Alex Chase-Levenson, University of Pennsylvania’s assistant professor of history, looks at a historic and massive quarantine system in his new book, “The Yellow Flag: Quarantine and the British Mediterranean World, 1780–1860,” set to publish later this spring. The system ensnared every single person, ship, letter, or trade good moving from the Ottoman Empire and other parts of North Africa to Western Europe into the 19th century. It affected everyone from sailors to celebrities like Jean-Jacques Rousseau and Lord Byron. Chase-Levenson talked to Kristen de Groot of University of Pennsylvania’s Penn Today about some key takeaways from his research and lessons we can learn from pandemics and quarantines of the past.

How did you get interested in this topic? 

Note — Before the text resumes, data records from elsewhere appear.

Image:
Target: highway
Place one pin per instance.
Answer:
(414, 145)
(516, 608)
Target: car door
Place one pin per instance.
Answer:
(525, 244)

I’ve been interested in quarantine for a long time. At the end of college, as I was working on a paper about European travelers in Egypt in the 19th century, I came across a guidebook from the 1840s, the first British guide for travelers to Egypt. Almost the whole introduction was about dealing with quarantine on the return trip. A central rationale for this system was the occasional presence of bubonic plague epidemics in Middle Eastern cities, but even when there were no reports of any disease, every person traveling from the Middle East to Western Europe needed to be quarantined, usually for at least three weeks. I found this amazing, and I still do. The quarantine system ensnared millions of people over its existence, roughly from the mid-eighteenth century to the 1850s. These people had to have their clothes fumigated, had to hand over every piece of mail to be dipped in vinegar and smoked. Sometimes, you can still smell that on early nineteenth-century letters.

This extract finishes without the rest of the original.